Further downward rotation of the lock member 65 is thus regulated.
Furthermore, each lock claw 68 enters into the FPC insertion groove
21 via the corresponding lock claw receiving hole 26 (see FIGS. 9
and 25). When the lock member 65 is located at the unlock position,
on the other hand, the lock position regulation surface 67 of the
operation portion 66 separates upward from the upper end surface of
the front part of the insulator 20, and most of the right and left
lock claws 68 withdraws upward from the FPC insertion groove
21.
A pair of right and left lock member bias springs 80 having
elasticity are molded from a metal (copper alloy or stainless
steel) plate material, and are each a substantially L-shaped member
including: a flat base portion 81; and an orthogonal portion 82
extending downward from the front end of the base portion 81 and
having a smaller right-left width than the base portion 81. A cut
and raised piece 83 is formed at the center of the base portion 81
and orthogonal portion 82 in the width direction. The cut and
raised piece 83 includes: a lock member press portion 84 inclined
relative to the base portion 81 in a free state; and a tip
orthogonal portion 85 projecting from the tip of the lock member
press portion 84 and substantially orthogonal to the lock member
press portion 84. A first tail 86 extends obliquely back upward
from the lower end of the orthogonal portion 82. The first tail 86
includes: a bottom portion 86a extending substantially backward
from the lower end of the orthogonal portion 82; an inclined
portion 86b extending from the back end of the bottom portion 86a
while inclining relative to the bottom portion 86a; and an engaging
projection 86c connected to the tip of the inclined portion 86b. A
solder slit 87 is formed across the lower end of the orthogonal
portion 82 and the first tail 86. A fitting portion 89 having a
smaller right-left width than the base portion 81 projects backward
from the back end of the base portion 81. A second tail 90
extending upward from the back end and then extending frontward and
having the same right-left width as the fitting portion 89 projects
from the back end of the fitting portion 89. A solder slit 91 is
formed at the back end of the second tail 90.
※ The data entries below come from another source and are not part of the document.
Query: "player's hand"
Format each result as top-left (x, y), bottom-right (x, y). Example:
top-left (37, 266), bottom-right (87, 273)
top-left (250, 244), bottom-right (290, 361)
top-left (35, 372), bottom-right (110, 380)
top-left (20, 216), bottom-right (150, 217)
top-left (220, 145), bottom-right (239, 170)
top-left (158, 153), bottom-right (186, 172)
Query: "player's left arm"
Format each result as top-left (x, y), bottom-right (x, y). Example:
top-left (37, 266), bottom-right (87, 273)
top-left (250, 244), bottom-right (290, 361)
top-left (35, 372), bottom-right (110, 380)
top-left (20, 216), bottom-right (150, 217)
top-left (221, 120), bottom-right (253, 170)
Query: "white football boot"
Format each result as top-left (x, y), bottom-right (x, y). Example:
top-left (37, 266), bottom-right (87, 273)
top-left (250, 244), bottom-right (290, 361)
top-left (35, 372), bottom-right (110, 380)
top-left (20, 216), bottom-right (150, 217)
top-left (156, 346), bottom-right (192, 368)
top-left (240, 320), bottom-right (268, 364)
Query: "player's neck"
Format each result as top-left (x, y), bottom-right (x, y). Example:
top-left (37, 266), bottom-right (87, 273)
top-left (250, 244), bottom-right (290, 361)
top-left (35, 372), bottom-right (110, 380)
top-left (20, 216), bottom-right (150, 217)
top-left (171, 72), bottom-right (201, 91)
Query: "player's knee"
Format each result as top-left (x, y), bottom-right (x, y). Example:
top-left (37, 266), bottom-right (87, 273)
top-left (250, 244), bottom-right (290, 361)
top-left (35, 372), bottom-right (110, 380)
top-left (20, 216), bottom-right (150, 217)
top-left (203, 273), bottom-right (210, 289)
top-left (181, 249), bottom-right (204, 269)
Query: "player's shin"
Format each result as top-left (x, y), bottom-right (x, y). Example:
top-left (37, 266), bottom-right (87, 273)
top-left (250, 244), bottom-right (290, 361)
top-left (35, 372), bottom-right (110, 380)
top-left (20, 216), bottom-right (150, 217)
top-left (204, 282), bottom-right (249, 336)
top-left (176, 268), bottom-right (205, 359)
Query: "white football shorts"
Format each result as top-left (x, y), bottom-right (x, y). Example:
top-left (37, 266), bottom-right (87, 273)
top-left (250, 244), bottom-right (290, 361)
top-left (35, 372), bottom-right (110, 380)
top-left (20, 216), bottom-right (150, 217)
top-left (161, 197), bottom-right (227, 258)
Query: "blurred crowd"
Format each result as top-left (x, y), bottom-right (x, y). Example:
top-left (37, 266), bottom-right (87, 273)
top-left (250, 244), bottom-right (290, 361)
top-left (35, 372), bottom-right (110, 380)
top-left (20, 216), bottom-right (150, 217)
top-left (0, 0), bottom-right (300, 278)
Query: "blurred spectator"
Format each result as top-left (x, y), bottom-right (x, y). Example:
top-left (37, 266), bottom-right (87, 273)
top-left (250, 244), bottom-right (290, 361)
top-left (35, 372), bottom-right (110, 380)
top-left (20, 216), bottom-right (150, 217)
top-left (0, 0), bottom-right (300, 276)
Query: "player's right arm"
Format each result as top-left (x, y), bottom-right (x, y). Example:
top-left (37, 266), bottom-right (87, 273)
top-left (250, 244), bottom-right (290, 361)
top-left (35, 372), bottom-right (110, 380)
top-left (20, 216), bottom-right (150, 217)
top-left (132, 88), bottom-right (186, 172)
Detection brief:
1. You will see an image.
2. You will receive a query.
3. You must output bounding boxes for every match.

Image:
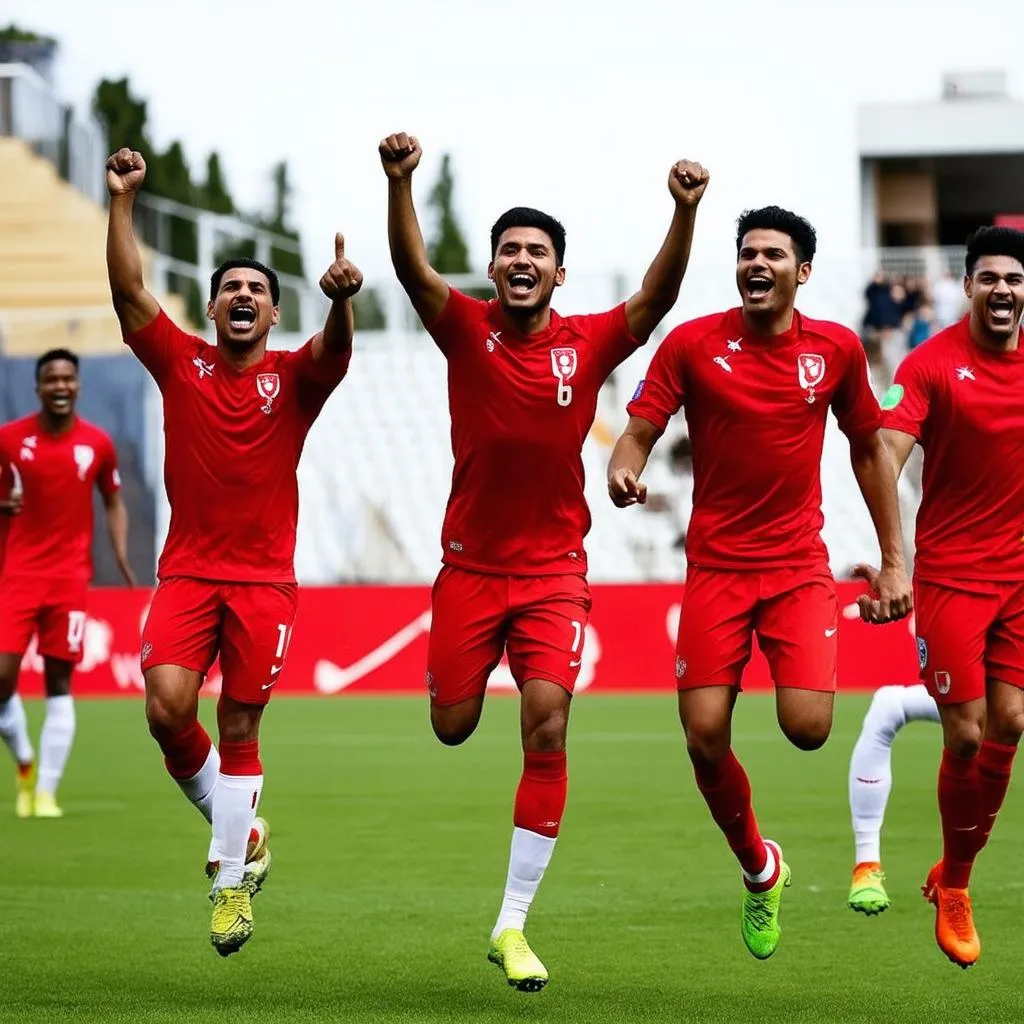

The right and left lock member bias springs 80 are attached to the
insulator 20, after attaching the lock member 65 to the insulator
20. In detail, in a state where the lock member 65 is located at
the lock position, the lower surface of the base portion 81 is
caused to abut on the base portion support surface 32 of the
insulator 20, and the back surface of the orthogonal portion 82 is
caused to abut on the bottom surface (back surface) of the
orthogonal portion support groove 38. Moreover, while slightly
projecting the back end of the second tail 90 backward from the
back end surface of the insulator 20 (see FIGS. 8, 10, etc.), the
part of the second tail 90 other than the back end is located in
the passage allowance groove 36, and the fitting portion 89 is
fitted into the stopper groove 35 (see FIG. 6). Furthermore, the
engaging projection 86c of the first tail 86 is engaged with the
first tail support groove 39 from below, and the bottom portion 86a
of the first tail 86 is slightly projected downward from the lower
end surface of the insulator 20 (see FIG. 8, etc.). As a result,
the tip of the lock member press portion 84 in a free state abuts
on the spring receiving projection 71 of the lock member 65 from
above, and biases the lock member 65 to rotate to the lock
position. This suppresses rattling or unintentional release of the
lock member 65 located at the lock position. The tip orthogonal
portion 85 is located directly in front of the front surface of the
spring receiving projection 71.
The FPC connector 10 having the aforementioned structure can be
mounted on the upper surface of the circuit board CB having a
rectangular planar shape, by soldering the tail piece 46 of each of
the signal contacts 45A and 45B to a circuit pattern formed on the
upper surface of the circuit board CB and soldering the tail piece
56 of each ground contact 55 and the first tail 86 of each lock
member bias spring 80 to a ground pattern on the circuit board
CB.
As illustrated in FIG. 8, it is preferable to form a solder fillet
F1 between the front end of the first tail 86 and the ground
pattern and, while filling the solder slit 87 with solder, form a
solder fillet F2 between the bottom portion 86a inclined relative
to the circuit board CB and the ground pattern of the circuit board
CB and between the inclined portion 86b and the ground pattern of
the circuit board CB. It is also preferable to form a solder fillet
F3 between the inclined end surface 56a of the tail piece 56 of the
ground contact 55 and the ground pattern, and form a solder fillet
F4 between the front surface of the tail piece 56 and the ground
pattern. The tail piece 46 of each of the signal contacts 45A and
45B is preferably soldered to the circuit pattern of the circuit
board CB in the same mode as the tail piece 56.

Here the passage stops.